Development of transgenic rats producing human beta-amyloid precursor protein as a model for Alzheimer's disease: transgene and endogenous APP genes are regulated tissue-specifically

Cansu Agca  1 Jason J FritzLary C WalkerAllan I LeveyAnthony Ws ChanJames J LahYuksel Agca
Affiliations

Development of transgenic rats producing human beta-amyloid precursor protein as a model for Alzheimer's disease: transgene and endogenous APP genes are regulated tissue-specifically

Cansu Agca et al. BMC Neurosci. .

Abstract

Background: Alzheimer's disease (AD) is a devastating neurodegenerative disorder that affects a large and growing number of elderly individuals. In addition to idiopathic disease, AD is also associated with autosomal dominant inheritance, which causes a familial form of AD (FAD). Some instances of FAD have been linked to mutations in the beta-amyloid protein precursor (APP). Although there are numerous mouse AD models available, few rat AD models, which have several advantages over mice, have been generated.

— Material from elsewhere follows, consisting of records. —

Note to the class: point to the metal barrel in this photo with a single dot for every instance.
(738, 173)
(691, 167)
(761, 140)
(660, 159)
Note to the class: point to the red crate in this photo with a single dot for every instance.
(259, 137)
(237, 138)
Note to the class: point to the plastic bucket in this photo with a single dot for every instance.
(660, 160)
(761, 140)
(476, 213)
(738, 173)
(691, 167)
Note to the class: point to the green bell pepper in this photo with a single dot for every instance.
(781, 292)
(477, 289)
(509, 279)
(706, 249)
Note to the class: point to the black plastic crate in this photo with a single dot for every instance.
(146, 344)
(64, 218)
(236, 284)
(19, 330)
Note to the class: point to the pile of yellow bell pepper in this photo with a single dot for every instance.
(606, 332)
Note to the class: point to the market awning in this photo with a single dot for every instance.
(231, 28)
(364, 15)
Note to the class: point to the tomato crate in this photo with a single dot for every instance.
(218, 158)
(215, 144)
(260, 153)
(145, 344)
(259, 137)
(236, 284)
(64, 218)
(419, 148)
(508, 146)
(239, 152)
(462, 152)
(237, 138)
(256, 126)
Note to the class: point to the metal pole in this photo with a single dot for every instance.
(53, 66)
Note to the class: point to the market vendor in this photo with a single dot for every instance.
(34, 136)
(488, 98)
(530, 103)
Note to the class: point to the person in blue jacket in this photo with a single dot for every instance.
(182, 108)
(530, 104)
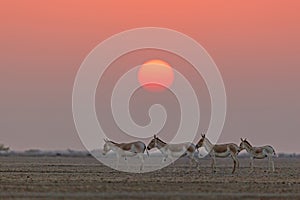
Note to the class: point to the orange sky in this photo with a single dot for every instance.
(254, 43)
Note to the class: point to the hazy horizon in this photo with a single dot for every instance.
(255, 45)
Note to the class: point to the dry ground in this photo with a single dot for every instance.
(86, 178)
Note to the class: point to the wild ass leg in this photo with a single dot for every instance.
(118, 161)
(273, 168)
(251, 163)
(270, 163)
(235, 161)
(213, 164)
(141, 156)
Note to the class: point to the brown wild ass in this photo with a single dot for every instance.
(174, 150)
(125, 150)
(262, 152)
(219, 150)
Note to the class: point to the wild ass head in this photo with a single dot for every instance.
(201, 141)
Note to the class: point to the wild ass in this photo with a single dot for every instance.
(219, 150)
(259, 153)
(174, 150)
(125, 150)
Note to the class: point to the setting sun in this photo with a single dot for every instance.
(156, 75)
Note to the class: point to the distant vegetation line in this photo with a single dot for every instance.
(4, 151)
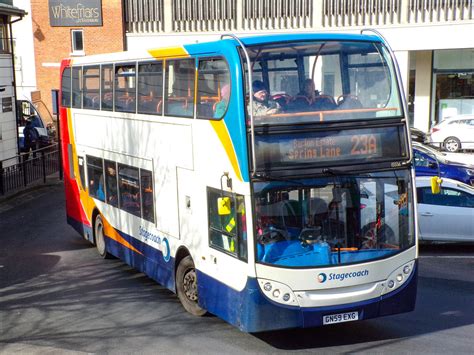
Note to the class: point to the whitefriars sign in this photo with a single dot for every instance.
(75, 13)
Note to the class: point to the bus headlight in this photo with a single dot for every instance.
(278, 292)
(398, 277)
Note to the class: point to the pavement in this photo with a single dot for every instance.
(18, 197)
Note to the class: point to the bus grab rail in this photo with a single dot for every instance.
(250, 111)
(400, 84)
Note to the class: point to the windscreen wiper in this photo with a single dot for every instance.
(265, 176)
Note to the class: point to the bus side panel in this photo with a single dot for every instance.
(74, 210)
(251, 311)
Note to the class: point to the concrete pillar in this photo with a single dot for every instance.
(167, 16)
(423, 80)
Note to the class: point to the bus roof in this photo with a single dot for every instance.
(216, 46)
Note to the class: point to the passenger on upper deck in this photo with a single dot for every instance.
(309, 91)
(262, 106)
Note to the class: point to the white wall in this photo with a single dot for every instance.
(8, 135)
(25, 72)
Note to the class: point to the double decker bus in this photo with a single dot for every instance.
(266, 180)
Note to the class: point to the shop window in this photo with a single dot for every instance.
(66, 88)
(107, 87)
(125, 88)
(95, 174)
(213, 88)
(180, 76)
(77, 39)
(91, 90)
(150, 87)
(76, 87)
(227, 224)
(4, 43)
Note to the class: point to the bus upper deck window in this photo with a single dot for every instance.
(107, 86)
(213, 88)
(150, 87)
(179, 91)
(125, 88)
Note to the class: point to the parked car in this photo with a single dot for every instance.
(27, 111)
(429, 162)
(448, 157)
(454, 133)
(447, 216)
(417, 135)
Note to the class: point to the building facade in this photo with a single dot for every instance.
(8, 127)
(432, 39)
(57, 29)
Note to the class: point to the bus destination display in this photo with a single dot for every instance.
(335, 146)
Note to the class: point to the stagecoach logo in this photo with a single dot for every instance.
(322, 277)
(166, 250)
(66, 13)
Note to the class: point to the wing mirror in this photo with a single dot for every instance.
(436, 185)
(223, 206)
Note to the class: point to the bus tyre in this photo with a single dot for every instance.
(99, 237)
(452, 144)
(186, 287)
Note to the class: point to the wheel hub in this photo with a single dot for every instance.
(190, 285)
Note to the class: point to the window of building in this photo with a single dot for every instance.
(66, 88)
(453, 83)
(228, 231)
(76, 87)
(150, 87)
(125, 88)
(95, 174)
(91, 88)
(213, 88)
(129, 189)
(77, 39)
(107, 87)
(179, 92)
(4, 43)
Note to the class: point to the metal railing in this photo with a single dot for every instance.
(361, 12)
(168, 16)
(420, 11)
(28, 169)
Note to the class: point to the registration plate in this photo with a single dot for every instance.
(341, 317)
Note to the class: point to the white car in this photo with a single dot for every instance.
(454, 133)
(446, 158)
(447, 216)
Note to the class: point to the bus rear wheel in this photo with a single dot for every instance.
(100, 238)
(186, 287)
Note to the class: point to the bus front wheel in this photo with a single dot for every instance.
(100, 238)
(186, 285)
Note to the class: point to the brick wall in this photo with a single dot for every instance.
(52, 44)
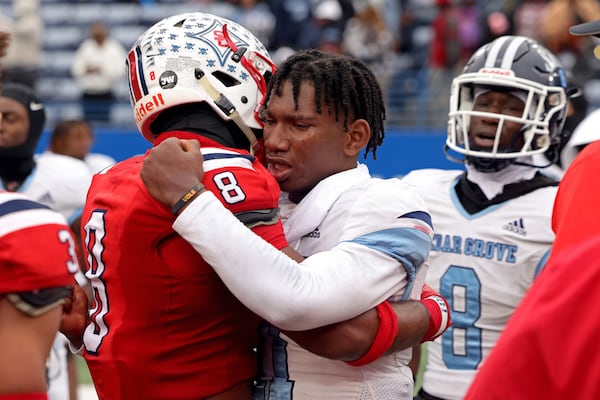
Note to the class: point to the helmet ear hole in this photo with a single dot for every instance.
(226, 79)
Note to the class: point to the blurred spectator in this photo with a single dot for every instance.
(444, 59)
(257, 17)
(367, 36)
(22, 61)
(98, 65)
(527, 21)
(290, 18)
(325, 30)
(559, 15)
(469, 28)
(74, 138)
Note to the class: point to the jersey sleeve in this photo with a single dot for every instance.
(52, 263)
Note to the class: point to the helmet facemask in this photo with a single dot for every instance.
(199, 57)
(541, 119)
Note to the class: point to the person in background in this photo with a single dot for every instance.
(74, 138)
(364, 239)
(33, 286)
(57, 181)
(561, 152)
(492, 220)
(525, 363)
(23, 59)
(97, 71)
(575, 216)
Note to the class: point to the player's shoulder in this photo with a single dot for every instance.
(425, 176)
(390, 194)
(19, 211)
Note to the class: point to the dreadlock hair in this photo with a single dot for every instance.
(343, 84)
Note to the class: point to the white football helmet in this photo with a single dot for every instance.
(514, 64)
(198, 57)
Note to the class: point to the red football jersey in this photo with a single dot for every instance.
(576, 215)
(164, 326)
(37, 248)
(549, 349)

Results: Fischer 344 rats expressing human APP driven by the ubiquitin-C promoter were generated via lentiviral vector infection of Fischer 344 zygotes. We generated two separate APP-transgenic rat lines, APP21 and APP31. Serum levels of human amyloid-beta (Abeta)40 were 298 pg/ml for hemizygous and 486 pg/ml for homozygous APP21 animals. Serum Abeta42 levels in APP21 homozygous rats were 135 pg/ml. Immunohistochemistry in brain showed that the human APP transgene was expressed in neurons, but not in glial cells. These findings were consistent with independent examination of enhanced green fluorescent protein (eGFP) in the brains of eGFP-transgenic rats. APP21 and APP31 rats expressed 7.5- and 3-times more APP mRNA, respectively, than did wild-type rats. Northern blots showed that the human APP transgene, driven by the ubiquitin-C promoter, is expressed significantly more in brain, kidney and lung compared to heart and liver. A similar expression pattern was also seen for the endogenous rat APP. The unexpected similarity in the tissue-specific expression patterns of endogenous rat APP and transgenic human APP mRNAs suggests regulatory elements within the cDNA sequence of APP.

Conclusion: This manuscript describes the generation of APP-transgenic inbred Fischer 344 rats. These are the first human AD model rat lines generated by lentiviral infection. The APP21 rat line expresses high levels of human APP and could be a useful model for AD. Tissue-specific expression in the two transgenic rat lines and in wild-type rats contradicts our current understanding of APP gene regulation. Determination of the elements that are responsible for tissue-specific expression of APP may enable new treatment options for AD.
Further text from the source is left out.